> For the complete documentation index, see [llms.txt](https://docs.photoroom.com/llms.txt). Markdown versions of documentation pages are available by appending `.md` to page URLs; this page is available as [Markdown](https://docs.photoroom.com/getting-started/what-were-working-on.md).

# What we're working on

Photoroom's goal is to deliver the AI image editing solution that offers the strongest possible level of product fidelity.

To achieve this goal, we have a dedicated in-house Machine Learning team that actively conducts research to determine what type of AI models are able to edit images with minimal risk of hallucinations.

Right now this team is exploring a new idea: training a model that operates directly in *pixel space*.

### What does *pixel space* mean?

Current state-of-the-art AI image editing models don't operate directly on the pixels of the image.

Instead they operate on a learned representation of the image that lives in what is called a *latent space*.

It's a fairly technical topic but here's the gist of it:&#x20;

First, a separate model compresses your image into a much smaller grid of numbers (called *tokens*).

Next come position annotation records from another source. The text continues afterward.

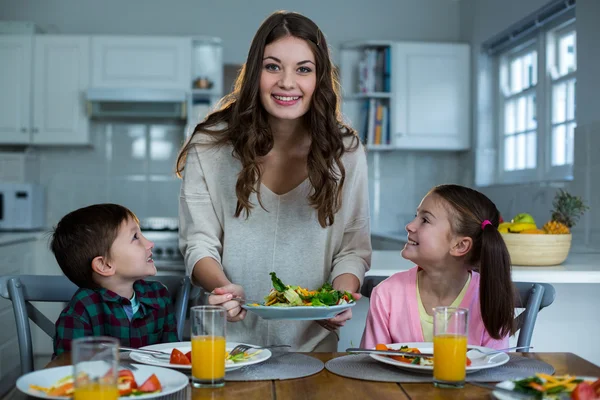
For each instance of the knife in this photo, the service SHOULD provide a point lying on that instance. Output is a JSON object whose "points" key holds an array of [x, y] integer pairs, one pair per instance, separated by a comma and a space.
{"points": [[513, 394], [387, 352]]}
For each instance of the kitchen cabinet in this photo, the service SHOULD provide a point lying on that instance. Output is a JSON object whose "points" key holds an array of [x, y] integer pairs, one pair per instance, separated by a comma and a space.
{"points": [[423, 89], [41, 89], [141, 62], [16, 53]]}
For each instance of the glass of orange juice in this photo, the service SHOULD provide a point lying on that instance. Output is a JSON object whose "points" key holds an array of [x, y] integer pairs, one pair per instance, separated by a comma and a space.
{"points": [[95, 368], [450, 346], [208, 346]]}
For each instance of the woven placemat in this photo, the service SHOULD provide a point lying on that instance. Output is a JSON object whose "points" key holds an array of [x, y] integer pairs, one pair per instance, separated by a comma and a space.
{"points": [[280, 366], [366, 368]]}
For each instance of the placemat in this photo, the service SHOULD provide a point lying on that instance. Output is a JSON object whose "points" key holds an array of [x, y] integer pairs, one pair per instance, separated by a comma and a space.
{"points": [[366, 368], [280, 366]]}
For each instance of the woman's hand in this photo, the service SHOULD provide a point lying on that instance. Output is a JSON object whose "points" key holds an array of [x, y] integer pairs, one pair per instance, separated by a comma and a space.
{"points": [[222, 296], [339, 320]]}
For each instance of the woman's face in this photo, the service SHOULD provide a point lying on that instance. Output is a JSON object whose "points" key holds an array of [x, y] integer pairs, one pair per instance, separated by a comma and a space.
{"points": [[288, 78]]}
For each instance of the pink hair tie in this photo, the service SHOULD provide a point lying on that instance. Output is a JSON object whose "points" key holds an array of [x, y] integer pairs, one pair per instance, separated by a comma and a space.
{"points": [[484, 223]]}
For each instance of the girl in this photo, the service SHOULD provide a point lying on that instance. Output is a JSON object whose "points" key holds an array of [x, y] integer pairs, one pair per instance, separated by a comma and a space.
{"points": [[274, 181], [454, 233]]}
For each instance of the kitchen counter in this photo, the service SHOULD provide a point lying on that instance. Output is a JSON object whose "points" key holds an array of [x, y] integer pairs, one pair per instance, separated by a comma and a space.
{"points": [[581, 266], [22, 236]]}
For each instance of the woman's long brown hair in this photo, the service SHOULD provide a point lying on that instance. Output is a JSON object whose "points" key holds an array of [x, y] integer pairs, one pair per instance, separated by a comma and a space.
{"points": [[469, 208], [246, 128]]}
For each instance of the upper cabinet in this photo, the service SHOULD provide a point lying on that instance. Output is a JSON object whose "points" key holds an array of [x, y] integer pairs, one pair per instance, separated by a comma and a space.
{"points": [[408, 95], [42, 82], [16, 53], [141, 62]]}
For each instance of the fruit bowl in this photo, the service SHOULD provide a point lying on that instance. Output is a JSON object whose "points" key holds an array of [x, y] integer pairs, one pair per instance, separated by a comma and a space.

Think of it like a zip file — smaller, but with all the important information preserved.

The editing model then uses that compressed version as a reference when performing the editing.

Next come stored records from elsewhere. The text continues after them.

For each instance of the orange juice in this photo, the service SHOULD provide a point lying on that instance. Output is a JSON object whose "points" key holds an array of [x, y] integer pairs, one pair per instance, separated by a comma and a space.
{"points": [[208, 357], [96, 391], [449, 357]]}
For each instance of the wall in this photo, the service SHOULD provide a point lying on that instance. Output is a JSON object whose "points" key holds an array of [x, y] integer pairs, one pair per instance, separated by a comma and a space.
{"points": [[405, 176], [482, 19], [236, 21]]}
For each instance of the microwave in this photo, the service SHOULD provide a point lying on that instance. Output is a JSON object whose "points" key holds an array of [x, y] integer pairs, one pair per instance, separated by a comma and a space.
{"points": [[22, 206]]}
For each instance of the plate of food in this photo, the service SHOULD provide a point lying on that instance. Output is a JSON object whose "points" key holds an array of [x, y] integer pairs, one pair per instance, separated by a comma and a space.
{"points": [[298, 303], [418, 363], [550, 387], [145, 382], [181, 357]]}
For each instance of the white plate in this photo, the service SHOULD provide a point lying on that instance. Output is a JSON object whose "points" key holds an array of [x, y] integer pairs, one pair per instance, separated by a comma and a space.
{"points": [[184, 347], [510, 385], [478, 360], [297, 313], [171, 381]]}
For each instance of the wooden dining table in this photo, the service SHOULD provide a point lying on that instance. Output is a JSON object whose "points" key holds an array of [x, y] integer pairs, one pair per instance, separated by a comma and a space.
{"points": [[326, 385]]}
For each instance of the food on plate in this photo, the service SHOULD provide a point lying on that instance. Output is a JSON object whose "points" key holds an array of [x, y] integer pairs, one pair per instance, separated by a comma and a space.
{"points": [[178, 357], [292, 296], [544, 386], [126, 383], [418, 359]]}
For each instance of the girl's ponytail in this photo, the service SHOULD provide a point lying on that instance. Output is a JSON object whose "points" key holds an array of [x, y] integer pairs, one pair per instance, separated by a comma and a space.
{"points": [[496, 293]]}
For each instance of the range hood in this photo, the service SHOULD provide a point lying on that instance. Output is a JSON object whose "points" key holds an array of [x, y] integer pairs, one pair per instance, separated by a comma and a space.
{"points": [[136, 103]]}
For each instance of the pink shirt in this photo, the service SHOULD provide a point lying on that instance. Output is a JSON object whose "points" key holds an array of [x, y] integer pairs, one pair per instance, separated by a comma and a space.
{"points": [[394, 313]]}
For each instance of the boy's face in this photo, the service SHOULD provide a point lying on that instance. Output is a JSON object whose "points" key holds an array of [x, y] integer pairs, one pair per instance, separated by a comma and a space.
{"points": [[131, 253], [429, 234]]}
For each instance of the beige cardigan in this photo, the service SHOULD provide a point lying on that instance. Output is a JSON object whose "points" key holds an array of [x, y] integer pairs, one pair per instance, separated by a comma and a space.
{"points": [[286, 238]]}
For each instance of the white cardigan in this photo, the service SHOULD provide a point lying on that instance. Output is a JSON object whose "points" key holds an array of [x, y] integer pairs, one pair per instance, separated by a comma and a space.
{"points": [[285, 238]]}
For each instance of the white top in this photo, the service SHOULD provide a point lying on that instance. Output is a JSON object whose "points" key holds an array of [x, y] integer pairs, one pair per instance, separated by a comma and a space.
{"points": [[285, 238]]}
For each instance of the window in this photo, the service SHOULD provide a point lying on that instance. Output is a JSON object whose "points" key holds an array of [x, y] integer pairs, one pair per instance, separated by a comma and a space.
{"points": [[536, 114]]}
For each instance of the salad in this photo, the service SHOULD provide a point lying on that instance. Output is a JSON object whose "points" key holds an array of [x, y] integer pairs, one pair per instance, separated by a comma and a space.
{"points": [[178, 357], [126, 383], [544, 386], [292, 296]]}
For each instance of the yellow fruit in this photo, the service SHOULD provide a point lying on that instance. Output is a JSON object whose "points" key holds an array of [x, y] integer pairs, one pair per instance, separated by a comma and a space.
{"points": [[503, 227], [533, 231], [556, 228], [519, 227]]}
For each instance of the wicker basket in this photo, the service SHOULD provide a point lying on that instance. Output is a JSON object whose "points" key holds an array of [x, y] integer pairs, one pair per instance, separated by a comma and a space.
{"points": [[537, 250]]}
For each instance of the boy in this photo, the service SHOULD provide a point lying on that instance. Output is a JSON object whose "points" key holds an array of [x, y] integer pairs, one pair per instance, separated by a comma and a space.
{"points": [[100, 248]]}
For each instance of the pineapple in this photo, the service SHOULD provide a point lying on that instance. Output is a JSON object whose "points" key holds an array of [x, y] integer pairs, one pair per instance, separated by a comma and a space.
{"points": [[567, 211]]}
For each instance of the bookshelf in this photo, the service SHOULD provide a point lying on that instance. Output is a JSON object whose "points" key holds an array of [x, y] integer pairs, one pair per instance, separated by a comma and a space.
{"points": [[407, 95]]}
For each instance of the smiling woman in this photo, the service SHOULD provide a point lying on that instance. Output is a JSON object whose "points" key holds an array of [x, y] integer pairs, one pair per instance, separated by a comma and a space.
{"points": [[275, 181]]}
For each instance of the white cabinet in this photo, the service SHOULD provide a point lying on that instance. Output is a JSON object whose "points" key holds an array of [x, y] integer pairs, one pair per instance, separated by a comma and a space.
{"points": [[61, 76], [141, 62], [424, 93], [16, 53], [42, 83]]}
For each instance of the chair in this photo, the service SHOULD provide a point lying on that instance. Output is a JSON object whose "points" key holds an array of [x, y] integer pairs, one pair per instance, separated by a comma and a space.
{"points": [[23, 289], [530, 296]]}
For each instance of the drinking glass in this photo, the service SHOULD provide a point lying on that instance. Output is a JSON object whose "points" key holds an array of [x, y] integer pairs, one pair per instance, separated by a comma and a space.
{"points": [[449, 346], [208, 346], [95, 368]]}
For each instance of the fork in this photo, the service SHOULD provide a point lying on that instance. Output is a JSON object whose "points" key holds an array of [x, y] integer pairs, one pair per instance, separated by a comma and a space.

Finally, another model decompresses it back into a full image.

But here's the important tradeoff: that compressed format is an **interpretation** of your image, not a perfect copy.&#x20;

When the model edits it and decompresses it back, it's essentially reconstructing the image from an approximation, which means it can sometimes fill in details that weren't there originally.

This is where hallucinations come from: the model confuses what was in the image with what it *expects* to be there.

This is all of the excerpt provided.